At the conclusion of the evidentiary hearing, the magistrate judge concluded:

[I]t is patent that the officers had more than reasonable suspicions to suspect *356that criminal activity was afoot. Additionally, upon observing the defendant’s attempt to hide the “bulge” in his left front pocket, the suspicious movements of his hand and the later refusal to remove his hand from the pocket, the officer had every right to believe that a gun or other weapon could be inside his pocket. For his own safety, as well as that of his fellow officer, Deputy Young was authorized to conduct a “pat down” search of the person of the defendant. Cf. United States v. Myers, 102 F.3d 227, 232 (6th Cir.1996). The plain view doctrine extends to “plain feel”. An officer properly patting down a suspicious stop under Terry, in search for weapons may seize an object whose contour and mass make it apparent that it is a sizable object. See Minnesota v. Dickerson, 508 U.S. [366], 113 S.Ct. 2130, 124 L.Ed.2d 334 (1993). Finally, the baggies which the officers observed in the passenger compartment of the automobile obviously were in plain view and the seizure of same should not be suppressed.

The district court after conducting a de novo review of the record concurred in the result reached by the magistrate, but relied upon different legal grounds.
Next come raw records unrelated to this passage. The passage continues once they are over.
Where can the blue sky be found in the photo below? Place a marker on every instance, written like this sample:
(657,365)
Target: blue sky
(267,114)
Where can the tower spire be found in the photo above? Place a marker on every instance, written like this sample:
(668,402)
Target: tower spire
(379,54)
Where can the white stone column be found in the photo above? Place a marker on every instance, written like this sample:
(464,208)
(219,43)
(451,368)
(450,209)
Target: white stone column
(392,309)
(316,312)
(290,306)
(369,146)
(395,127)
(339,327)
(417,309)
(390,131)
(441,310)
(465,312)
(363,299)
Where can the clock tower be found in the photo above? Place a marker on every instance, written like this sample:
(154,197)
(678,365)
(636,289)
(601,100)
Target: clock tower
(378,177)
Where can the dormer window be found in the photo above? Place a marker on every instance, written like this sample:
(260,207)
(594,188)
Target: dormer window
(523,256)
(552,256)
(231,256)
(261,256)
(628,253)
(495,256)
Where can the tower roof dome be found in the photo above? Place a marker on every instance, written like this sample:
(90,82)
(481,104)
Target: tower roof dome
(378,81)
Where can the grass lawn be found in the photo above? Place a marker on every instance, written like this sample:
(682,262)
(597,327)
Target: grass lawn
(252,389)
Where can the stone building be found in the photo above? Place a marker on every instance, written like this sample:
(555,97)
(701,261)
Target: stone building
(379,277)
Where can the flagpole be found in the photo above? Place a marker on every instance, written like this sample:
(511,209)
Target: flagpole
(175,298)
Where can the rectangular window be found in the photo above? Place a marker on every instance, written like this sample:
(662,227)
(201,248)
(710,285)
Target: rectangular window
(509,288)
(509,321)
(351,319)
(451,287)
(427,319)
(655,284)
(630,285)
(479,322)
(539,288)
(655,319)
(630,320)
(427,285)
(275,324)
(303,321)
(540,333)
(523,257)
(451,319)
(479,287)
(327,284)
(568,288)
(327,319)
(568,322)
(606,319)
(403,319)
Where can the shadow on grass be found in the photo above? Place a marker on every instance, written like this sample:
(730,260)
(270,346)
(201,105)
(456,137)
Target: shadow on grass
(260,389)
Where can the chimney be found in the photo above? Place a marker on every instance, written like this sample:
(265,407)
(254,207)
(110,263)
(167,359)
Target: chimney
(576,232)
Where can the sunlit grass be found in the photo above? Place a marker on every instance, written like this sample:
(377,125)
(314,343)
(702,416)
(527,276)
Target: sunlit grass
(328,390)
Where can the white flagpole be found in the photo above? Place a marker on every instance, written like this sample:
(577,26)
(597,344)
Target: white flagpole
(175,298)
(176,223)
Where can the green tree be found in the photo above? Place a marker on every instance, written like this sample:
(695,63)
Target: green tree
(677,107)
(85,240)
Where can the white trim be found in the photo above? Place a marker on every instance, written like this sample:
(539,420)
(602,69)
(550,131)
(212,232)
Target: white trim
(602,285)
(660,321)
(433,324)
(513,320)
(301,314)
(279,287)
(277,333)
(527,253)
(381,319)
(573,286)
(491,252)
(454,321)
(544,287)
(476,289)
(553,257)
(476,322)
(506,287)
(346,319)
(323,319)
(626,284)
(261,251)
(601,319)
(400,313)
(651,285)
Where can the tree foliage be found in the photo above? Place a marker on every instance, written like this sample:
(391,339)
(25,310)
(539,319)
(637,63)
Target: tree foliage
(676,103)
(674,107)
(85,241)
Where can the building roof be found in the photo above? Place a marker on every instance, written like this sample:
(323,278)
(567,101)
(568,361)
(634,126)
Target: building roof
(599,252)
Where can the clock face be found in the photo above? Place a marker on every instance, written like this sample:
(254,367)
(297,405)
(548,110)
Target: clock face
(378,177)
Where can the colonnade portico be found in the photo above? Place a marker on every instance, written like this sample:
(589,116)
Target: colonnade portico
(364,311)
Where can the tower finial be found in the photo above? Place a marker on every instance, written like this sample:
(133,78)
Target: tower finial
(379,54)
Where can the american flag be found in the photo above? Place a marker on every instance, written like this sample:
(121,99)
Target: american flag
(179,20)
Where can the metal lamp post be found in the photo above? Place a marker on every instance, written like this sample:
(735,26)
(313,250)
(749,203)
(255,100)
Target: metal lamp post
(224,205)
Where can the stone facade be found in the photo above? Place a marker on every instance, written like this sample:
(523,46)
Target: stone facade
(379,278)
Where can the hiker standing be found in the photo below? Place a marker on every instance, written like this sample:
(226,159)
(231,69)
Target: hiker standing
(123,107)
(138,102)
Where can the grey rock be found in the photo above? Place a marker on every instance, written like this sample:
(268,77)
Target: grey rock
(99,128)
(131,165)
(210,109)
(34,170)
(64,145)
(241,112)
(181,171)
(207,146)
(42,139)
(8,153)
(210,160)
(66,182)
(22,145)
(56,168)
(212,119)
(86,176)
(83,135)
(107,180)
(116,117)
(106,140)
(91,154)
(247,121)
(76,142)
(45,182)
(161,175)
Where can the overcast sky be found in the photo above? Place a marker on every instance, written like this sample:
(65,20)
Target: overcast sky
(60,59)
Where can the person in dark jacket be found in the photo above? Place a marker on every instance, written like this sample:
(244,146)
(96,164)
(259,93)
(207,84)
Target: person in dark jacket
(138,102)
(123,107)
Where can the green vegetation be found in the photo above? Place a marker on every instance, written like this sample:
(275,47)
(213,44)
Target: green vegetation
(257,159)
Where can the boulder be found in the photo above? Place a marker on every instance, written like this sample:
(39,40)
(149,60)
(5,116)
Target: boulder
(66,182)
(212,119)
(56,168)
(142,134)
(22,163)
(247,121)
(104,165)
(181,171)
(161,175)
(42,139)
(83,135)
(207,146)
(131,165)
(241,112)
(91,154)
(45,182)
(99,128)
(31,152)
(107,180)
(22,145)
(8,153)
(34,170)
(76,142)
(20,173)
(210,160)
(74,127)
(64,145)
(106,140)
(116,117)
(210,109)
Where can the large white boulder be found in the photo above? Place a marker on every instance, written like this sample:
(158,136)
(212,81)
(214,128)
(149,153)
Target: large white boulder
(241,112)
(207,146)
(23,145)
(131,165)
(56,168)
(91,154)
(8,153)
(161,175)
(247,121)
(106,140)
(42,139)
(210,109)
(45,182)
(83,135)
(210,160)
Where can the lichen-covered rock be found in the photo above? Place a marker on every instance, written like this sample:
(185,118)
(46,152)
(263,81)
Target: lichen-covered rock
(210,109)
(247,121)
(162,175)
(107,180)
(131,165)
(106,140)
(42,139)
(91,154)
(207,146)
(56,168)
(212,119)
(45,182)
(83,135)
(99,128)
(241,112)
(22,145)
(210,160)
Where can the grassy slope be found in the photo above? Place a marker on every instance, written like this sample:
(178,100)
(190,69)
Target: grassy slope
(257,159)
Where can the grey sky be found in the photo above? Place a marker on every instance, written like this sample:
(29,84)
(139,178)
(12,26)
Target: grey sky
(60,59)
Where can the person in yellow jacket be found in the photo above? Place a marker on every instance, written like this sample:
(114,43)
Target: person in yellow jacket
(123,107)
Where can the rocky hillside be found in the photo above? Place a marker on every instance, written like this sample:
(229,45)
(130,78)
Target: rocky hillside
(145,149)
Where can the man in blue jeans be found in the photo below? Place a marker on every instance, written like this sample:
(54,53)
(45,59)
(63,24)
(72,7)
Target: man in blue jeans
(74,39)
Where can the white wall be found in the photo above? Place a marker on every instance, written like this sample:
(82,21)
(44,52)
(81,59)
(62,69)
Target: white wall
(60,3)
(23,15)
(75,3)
When reviewing the constitutional validity of a Terry search, the court must consider whether a reasonably prudent officer in the circumstances of the challenged search is warranted in his belief that his safety or that of others is in danger. United States v. Swann, 149 F.3d 271, 275 (4th Cir.1998). Here, the officer detected a lump in the defendant’s left pocket that, after the initial frisk, the officer could not pinpoint as a weapon or non-weapon. If an officer is unable to exclude the possibility of a weapon, he may reach into a suspect’s pocket and remove the item and remain within the confínes set forth in Terry. Id.; United States v. Strahan, 984 F.2d 155 (6th Cir.1993); United States v. Rogers, 129 F.3d 76 (2nd Cir.1997). Based on the contour of the bulge, the defendant’s nervous behavior, and the defendant’s act of placing his hand in the pocket and refusing to remove his hand, the officer was justified in his belief that the object may have been a weapon and thus could reach in and remove the object from the defendant’s pocket under Terry.
Police officers may seize contraband detected during the lawful execution of a Terry search. See Minnesota v. Dickerson, 508 U.S. 366, 113 S.Ct. 2130, 124 L.Ed.2d 334 (1993). Here, the illegal drugs were detected during a lawful Terry search and the officer had probable cause to believe that the powder and rocks that were removed from the defendant’s pocket were contraband. Upon their removal it was immediately apparent to the officer that the contents of the defendant’s pocket were illegal drugs. That, combined with the defendant’s nervous behavior and the presence of a large number of baggies— commonly used in the drug trade — was sufficient to give the officer probable cause for the drugs’ seizure under Dickerson and its predecessors.

On appeal, defendant admits that the officers had reasonable suspicion to support a Terry stop and pat down. Defendant argues, however, that the pat down did not justify the officer physically putting his hand in defendant’s pocket and removing the contraband. We disagree. For the reasons set forth by Judge Coffman in her written opinion and order, we conclude that the motion to suppress was properly denied.

AFFIRMED.

. The officers subsequently determined the blue truck was not the one reported stolen.